Grenadian-Canadian community is much the poorer for the loss of Dudley Hood

by Lincoln DePradine

Consul General Derrick James and Dudley Hood

George Griffith, a former Grenada High Commissioner to Canada, is one of three former diplomats lauding Grenadian-Canadian Dudley Hood, who died last weekend in Toronto.

“Dudley was well-known and well-liked. He was welcomed in all circles,’’ Griffith told The Caribbean Camera.

Hood, a graduate of the Grenada Boys’ Secondary School (GBSS), worked many years as a male nurse in Toronto before retiring. He was 85.

“He was a true Grenadian and community person,’’ said former Consul General Derrick James, who presented a plaque to Hood at an 80th birthday event five years ago. “I am saddened by his passing.’’

Hood’s death was made public in a Facebook post by one of his nephews, who referred to him as “Uncle Duds’’.

His late, “dearest uncle’’, said Dave Hood, “always brought life, levity and learning to our family gatherings. He will be truly missed!’’

Hood became a popular figure for his community and church engagement, as well his passion for culture, especially pan and carnival.

After giving up driving, Hood would travel miles to events and for visits to friends, using public transit.

Jenny Gumbs

“He would leave on time and won’t ask anyone to bring him nor take him back home,’’ said longtime friend Reginald Mark.

“Dudley was involved in many organizations, Grenadian and otherwise. He used to have carnival in the backyard of his home when he lived on the Lakeshore. There was pan and he would make costumes for everybody who came to the carnival. You didn’t have to bring anything,’’ Mark recalled.

“At Christmas, it was the same thing at his house, with a celebration complete with decorations, including things such as the ‘Three Wise Men.’’’

Jenny Gumbs, who once served as Grenada’s Consul General in Toronto, said she held Hood in “high esteem’’.

“He supported me and my efforts to serve the community,’’ she explained.

“Dudley Hood was the ultimate community stalwart – an avid supporter of any and everything that showcased the richness of Grenada’s culture and history,’’ Gumbs added.

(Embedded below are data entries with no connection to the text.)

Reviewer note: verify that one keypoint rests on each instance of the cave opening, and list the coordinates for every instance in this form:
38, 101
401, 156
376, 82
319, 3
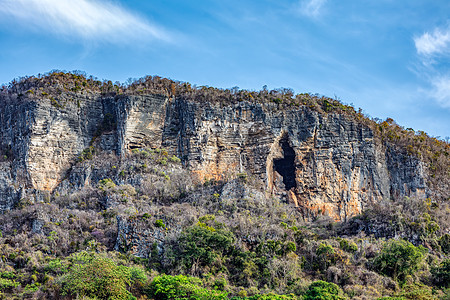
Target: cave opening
285, 166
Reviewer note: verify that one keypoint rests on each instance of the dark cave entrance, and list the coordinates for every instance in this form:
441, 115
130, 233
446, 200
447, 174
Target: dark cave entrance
285, 166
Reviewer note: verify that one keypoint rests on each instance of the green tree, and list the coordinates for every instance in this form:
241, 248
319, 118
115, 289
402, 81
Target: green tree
166, 287
399, 258
200, 245
322, 290
441, 273
99, 278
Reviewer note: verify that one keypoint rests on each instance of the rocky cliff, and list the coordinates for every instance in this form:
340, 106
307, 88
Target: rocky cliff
321, 162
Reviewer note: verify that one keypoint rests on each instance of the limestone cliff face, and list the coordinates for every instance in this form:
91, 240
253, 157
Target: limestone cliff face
321, 163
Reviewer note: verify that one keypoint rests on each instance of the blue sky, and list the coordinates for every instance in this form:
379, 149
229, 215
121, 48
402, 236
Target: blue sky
389, 57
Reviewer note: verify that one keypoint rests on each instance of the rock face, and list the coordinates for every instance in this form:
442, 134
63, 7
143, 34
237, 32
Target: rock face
322, 163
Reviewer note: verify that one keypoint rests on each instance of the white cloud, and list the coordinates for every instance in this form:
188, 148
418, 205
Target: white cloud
441, 90
95, 20
437, 42
311, 8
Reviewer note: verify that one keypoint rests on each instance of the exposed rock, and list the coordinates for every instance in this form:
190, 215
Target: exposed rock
322, 163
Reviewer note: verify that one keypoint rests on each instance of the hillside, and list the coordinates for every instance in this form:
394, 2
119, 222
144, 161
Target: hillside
243, 194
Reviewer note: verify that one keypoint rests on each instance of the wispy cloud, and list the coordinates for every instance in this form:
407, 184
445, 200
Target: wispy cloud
88, 20
437, 42
441, 90
311, 8
433, 49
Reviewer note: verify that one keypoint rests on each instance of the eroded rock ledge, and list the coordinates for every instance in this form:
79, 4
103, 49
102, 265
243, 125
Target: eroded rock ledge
322, 163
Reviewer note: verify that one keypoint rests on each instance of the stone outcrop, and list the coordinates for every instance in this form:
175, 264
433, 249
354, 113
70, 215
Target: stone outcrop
322, 163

“He was supportive of every initiative undertaken by the consulate general and diasporic organizations to promote the best interests of Grenadians here or in the homeland. He was a remarkable patriot and human being.’’

Gumbs and others, who all extended condolences to Hood’s family, also remembered a collection of artifacts that he owned that formed a miniature museum, which he displayed at various Grenada events.

Hood also was called upon to render opening prayers at many events, including the annual fundraising brunch of the GBSS Alumni Association of Toronto.

“Somebody told me the best prayer they ever heard at a function was given by Dudley,’’ said Griffith, a founding-member of the association, and a former United Nations permanent representative, who also served as an ambassador for Grenada to the United States.

He is survived by his wife Lytrice and daughter Anne Marie, and several brothers and sisters and other relatives; some of them have represented Grenada in national sports.

There is nobody like Hood, Mark said. “He was different. The community should celebrate Dudley.’’

Similar sentiments were expressed by former Consul General James. “I do believe the community must celebrate this icon in a meaningful way,’’ he said.